Salvage therapy for recurrent nasopharyngeal carcinoma (rNPC) is required in 9-40% of patients. Diagnosis of rNPC is difficult, because up to 20% of all treated patients develop osteoradionecrosis (ORN) leading to similar symptoms. Conventional or office-based biopsies (OBB) are often unreliable for diagnosis. Moreover, imaging and OBB often cannot estimate the burden of recurrent disease in the presence of concurrent ORN.
Our primary objective was to compare a novel, anatomic intraoperative mapping biopsy (IMB) technique to the traditional OBB for diagnosing rNPC. Our secondary objective was to introduce IMB as a tool for anatomical mapping in order to determine rNPC resectability.
A retrospective cohort review of patients, who presented with suspected rNPC from 2007-2018 was conducted in our single, tertiary care center. Patients meeting inclusion criteria for the study had a history of NPC treated with either primary radiation with or without chemotherapy and underwent OBB for suspected recurrence followed by IMB. IMB is a standardized protocol for CT-navigated, anatomical intraoperative nasopharyngeal sampling, which helps delineate potential recurrent tumor. All patients underwent contrast enhanced MRI and PET/CT before undergoing IMB.
Twenty-three consecutive patients met the inclusion criteria and were incorporated into the analysis. Fifteen patients (65.2%) were diagnosed with rNPC during the follow up period. IMB demonstrated sensitivity of 86.7% (95%CI: 59.5-98.3%) and specificity of 100%. In contrast, OBB sensitivity was 53.3% (95%CI: 26.6-78.7%) and specificity of 25% (95%CI 3.19-65.09). The difference in specificity was statistically significant with McNemar’s test (p<0.05).
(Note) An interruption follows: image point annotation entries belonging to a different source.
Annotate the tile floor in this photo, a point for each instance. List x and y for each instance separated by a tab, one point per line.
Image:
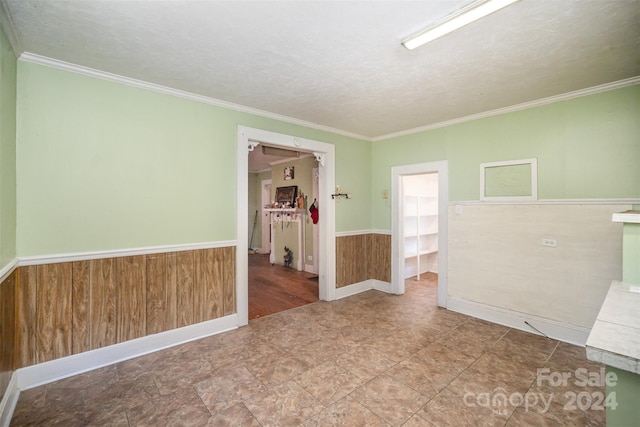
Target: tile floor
368	360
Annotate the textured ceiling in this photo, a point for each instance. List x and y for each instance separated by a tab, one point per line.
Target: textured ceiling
340	64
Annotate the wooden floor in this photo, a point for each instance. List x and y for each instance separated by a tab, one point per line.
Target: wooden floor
275	288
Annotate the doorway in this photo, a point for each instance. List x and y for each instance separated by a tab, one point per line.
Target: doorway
419	224
247	140
264	224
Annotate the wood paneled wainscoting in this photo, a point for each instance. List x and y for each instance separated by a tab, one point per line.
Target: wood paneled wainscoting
71	307
7	330
362	257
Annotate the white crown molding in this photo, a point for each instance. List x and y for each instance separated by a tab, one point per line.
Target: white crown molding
361	232
6	19
525	105
630	201
84	256
8	269
67	66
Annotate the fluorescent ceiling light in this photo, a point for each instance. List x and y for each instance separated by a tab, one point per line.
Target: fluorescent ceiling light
467	15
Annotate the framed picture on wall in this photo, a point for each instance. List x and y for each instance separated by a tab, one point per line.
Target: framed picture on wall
288	173
286	195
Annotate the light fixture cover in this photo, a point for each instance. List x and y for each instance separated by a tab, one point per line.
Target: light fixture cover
467	15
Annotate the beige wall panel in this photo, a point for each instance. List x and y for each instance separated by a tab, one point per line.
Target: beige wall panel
80	307
171	294
228	278
351	260
53	311
496	258
104	295
156	295
26	317
379	257
7	330
186	272
131	304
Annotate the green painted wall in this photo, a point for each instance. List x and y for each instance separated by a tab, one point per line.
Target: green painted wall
626	399
7	152
587	147
102	166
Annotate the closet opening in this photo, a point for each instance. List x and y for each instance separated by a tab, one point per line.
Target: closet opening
419	227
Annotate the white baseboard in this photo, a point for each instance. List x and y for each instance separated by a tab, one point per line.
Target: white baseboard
8	269
379	285
9	401
43	373
553	329
356	288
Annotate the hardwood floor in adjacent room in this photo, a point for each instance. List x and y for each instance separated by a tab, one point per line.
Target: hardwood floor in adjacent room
275	288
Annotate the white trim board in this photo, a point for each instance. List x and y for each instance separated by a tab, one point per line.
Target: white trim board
9	401
128	81
630	201
54	370
83	256
360	232
366	285
553	329
8	269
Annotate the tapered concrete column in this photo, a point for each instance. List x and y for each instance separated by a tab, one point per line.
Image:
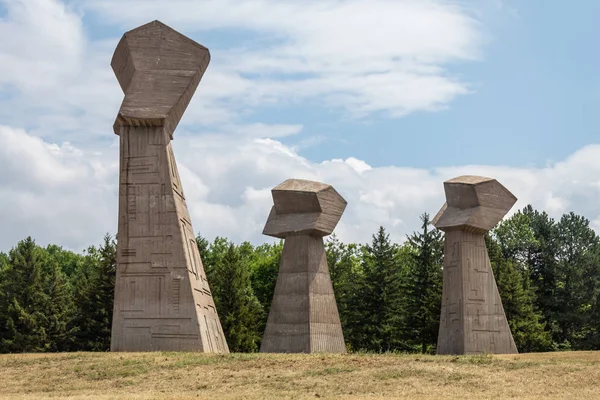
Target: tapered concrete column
304	317
472	319
162	298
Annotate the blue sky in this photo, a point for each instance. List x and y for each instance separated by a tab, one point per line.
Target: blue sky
384	99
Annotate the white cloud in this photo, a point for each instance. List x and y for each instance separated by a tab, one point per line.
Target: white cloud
68	196
361	56
59	176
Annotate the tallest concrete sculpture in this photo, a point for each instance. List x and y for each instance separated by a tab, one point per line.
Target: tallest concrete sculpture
162	299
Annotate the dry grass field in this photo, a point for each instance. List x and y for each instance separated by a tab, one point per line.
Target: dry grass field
573	375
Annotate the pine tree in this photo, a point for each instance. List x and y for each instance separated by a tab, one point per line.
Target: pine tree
35	302
94	295
342	261
424	285
376	302
238	306
518	299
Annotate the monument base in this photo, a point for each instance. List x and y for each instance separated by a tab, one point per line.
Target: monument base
472	318
304	316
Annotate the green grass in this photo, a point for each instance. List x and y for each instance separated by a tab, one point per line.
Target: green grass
277	376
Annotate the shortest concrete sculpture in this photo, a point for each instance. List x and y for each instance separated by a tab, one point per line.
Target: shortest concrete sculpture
472	319
304	316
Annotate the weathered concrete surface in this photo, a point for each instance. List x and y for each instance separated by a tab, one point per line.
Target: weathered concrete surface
162	298
304	317
472	319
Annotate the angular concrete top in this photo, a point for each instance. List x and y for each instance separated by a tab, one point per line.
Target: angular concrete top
159	70
473	202
304	207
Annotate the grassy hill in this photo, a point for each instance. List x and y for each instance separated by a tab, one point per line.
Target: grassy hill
574	375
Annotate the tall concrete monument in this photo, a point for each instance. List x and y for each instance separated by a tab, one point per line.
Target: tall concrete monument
472	319
304	317
162	299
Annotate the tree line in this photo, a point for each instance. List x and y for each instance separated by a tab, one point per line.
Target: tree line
388	294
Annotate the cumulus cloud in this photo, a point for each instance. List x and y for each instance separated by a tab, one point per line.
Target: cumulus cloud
65	195
58	99
361	56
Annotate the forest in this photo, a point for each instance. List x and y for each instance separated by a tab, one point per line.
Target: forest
388	294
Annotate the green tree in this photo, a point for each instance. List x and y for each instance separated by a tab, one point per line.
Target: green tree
240	310
376	304
518	301
424	285
343	261
94	297
35	302
264	268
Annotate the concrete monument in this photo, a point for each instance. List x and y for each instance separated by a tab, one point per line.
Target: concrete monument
304	317
472	319
162	299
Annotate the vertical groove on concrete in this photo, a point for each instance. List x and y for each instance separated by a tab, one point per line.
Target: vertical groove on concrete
304	317
473	319
161	294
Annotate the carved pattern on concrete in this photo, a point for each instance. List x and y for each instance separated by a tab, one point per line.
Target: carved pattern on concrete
304	316
162	299
472	319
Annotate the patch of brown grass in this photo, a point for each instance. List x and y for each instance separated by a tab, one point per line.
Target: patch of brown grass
277	376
Ten patients undergoing IMB had negative results, and two of these were eventually found to be positive for rNPC (False negative rate of 20%). In contrast, there were 9 OBB tests that had negative results, with 7 confirmed to have rNPC (False negative rate of 78%).
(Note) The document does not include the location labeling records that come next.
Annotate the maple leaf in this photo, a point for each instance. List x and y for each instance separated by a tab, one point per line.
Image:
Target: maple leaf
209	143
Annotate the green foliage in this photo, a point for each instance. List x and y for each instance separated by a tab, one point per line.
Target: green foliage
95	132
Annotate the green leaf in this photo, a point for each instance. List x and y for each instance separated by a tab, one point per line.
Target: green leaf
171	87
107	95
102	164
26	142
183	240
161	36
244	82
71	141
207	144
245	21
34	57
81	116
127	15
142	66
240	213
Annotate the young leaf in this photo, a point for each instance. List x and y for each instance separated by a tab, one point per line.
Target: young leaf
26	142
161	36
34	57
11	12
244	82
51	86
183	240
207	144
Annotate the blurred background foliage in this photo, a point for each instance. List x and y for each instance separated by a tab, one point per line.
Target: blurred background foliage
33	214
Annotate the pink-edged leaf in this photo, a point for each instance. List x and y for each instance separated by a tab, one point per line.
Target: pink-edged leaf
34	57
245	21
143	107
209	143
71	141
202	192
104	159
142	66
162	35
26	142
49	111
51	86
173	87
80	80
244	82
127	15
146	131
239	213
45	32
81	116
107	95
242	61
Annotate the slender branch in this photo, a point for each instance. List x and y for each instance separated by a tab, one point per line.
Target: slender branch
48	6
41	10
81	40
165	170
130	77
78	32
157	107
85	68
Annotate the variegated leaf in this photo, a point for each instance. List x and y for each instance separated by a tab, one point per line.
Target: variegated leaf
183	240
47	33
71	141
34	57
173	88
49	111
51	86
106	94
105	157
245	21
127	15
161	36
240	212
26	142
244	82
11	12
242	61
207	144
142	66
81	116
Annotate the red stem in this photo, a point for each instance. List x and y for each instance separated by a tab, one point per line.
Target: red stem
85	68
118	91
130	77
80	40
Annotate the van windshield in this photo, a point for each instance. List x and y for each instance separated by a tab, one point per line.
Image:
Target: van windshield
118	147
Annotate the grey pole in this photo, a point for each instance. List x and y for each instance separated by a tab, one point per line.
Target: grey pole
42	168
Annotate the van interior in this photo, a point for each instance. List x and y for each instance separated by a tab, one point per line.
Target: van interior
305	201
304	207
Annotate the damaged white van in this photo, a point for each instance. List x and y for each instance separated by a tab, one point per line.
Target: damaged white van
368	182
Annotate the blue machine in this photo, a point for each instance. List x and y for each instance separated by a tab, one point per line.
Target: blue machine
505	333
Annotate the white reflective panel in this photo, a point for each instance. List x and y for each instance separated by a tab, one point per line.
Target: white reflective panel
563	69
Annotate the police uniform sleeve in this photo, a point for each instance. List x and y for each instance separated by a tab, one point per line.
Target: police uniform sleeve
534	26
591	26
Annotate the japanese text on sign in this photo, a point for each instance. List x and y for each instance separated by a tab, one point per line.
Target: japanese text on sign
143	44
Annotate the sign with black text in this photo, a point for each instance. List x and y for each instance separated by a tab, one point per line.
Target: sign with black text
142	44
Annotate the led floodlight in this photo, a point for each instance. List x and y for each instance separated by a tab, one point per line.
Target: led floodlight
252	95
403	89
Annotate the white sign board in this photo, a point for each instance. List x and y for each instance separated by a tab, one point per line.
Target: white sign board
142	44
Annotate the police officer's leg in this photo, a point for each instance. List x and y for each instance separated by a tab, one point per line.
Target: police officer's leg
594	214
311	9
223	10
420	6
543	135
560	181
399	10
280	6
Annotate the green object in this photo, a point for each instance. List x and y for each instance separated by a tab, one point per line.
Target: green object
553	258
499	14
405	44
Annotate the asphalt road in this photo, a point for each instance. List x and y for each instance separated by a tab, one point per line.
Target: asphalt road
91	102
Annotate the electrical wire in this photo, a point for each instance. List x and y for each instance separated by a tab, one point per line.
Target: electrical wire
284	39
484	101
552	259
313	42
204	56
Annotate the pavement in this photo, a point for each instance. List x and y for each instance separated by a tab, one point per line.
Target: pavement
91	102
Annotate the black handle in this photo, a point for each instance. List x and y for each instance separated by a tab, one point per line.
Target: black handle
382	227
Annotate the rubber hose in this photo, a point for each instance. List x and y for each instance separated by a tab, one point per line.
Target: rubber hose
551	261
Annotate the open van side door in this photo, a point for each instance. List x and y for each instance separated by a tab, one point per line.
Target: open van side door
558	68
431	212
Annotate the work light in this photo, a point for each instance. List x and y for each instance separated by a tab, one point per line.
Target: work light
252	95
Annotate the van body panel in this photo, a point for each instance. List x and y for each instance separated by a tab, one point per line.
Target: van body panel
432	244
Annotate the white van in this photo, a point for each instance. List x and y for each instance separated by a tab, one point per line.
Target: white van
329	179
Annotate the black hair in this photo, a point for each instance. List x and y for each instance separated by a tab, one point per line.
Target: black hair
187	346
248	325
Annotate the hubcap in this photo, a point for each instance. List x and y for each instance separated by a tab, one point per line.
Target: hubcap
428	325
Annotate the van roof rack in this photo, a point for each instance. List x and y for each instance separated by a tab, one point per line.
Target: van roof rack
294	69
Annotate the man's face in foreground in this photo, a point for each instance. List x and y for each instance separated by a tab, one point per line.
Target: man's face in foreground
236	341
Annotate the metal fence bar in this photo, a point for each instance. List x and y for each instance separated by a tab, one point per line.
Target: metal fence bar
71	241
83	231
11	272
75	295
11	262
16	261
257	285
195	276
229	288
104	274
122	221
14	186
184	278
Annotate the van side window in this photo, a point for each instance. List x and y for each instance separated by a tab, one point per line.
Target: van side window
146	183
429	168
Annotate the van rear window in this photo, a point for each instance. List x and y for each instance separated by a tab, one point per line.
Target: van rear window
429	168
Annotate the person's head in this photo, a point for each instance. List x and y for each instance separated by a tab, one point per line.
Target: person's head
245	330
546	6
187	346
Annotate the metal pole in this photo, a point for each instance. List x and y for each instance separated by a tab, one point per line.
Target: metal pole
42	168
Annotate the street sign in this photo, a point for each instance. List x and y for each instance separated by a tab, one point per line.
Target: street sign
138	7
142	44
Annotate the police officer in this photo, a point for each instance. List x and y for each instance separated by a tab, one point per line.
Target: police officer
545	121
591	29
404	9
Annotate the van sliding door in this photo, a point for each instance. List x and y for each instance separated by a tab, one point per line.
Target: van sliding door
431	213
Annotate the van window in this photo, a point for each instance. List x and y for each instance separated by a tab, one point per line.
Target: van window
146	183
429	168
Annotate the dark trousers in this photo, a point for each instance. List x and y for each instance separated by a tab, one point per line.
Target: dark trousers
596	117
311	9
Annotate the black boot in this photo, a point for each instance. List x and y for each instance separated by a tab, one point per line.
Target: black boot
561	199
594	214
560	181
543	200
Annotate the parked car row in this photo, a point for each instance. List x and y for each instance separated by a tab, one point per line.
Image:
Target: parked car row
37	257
Four patients were deemed unresectable on IMB. However, 9 patients were candidates for resection, and consequently underwent nasopharyngectomy with clear surgical margins. The nasopharyngectomy specimen positivity correlated with anatomic sampling on IMB.
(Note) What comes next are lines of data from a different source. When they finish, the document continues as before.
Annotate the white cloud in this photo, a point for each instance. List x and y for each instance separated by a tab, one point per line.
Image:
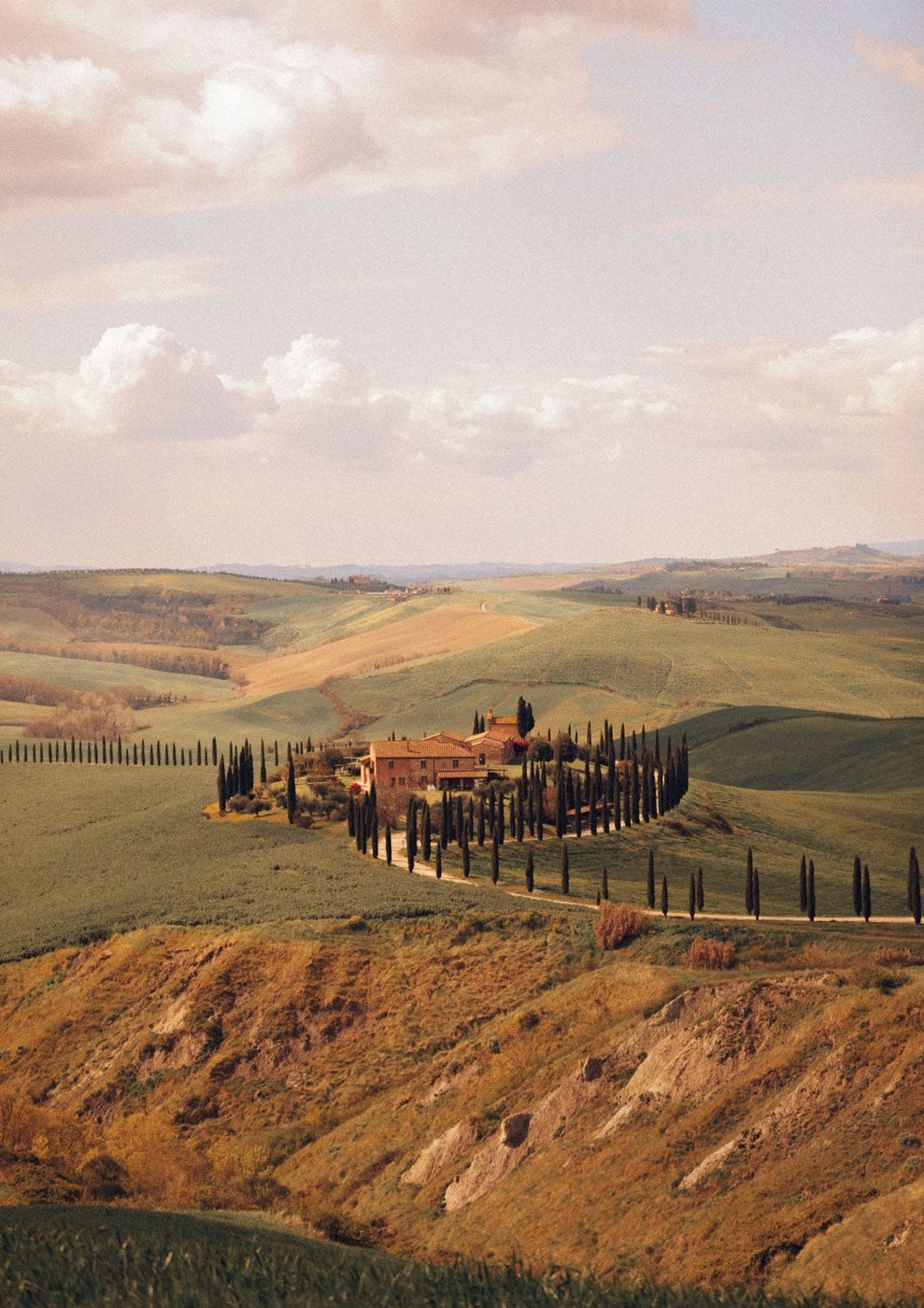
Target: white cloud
175	110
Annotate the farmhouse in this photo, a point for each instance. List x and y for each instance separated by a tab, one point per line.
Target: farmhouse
441	761
500	741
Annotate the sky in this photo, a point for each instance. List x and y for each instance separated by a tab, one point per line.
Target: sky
401	281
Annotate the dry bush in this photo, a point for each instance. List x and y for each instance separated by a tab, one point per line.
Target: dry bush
712	955
888	958
619	922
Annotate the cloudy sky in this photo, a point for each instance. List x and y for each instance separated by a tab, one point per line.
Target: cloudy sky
398	280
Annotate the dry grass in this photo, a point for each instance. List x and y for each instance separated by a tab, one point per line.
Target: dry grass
619	922
441	631
711	955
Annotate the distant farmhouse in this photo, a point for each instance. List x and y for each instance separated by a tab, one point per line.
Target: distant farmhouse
443	761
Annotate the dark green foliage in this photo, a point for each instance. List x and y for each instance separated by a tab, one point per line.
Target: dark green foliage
126	1258
291	793
867	903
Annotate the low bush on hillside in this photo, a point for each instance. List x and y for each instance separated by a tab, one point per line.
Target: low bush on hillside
619	922
711	955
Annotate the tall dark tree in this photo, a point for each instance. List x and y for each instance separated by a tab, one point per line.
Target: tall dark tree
915	889
291	791
427	834
867	905
913	860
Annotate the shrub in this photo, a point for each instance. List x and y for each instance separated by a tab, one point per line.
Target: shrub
887	958
714	955
619	922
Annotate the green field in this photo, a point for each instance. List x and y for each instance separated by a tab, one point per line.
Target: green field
91	850
111	1256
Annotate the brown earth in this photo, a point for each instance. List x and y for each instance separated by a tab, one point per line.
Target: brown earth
438	631
486	1088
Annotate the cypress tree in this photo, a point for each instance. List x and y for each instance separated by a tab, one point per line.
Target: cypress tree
913	860
427	837
291	793
867	895
915	889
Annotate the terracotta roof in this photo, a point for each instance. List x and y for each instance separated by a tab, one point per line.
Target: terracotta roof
431	747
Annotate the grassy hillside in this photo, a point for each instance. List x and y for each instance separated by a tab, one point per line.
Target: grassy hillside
82	856
120	1256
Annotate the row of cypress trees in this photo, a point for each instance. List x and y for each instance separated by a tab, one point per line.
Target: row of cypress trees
152	754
Despite the modest sample size, our study demonstrates the significant value in anatomic, surgeon-guided biopsies for diagnosis and treatment planning of suspected rNPC. IMB gives the surgeon a higher chance of correct diagnosis by targeting the high-risk areas for recurrence in the nasopharynx. Another advantage is simultaneous evaluation for potential resectability or re-irradiation planning. Therefore, IMB should be included into the armamentarium of surgeons for diagnosis, and potential treatment planning of patients with suspected rNPC.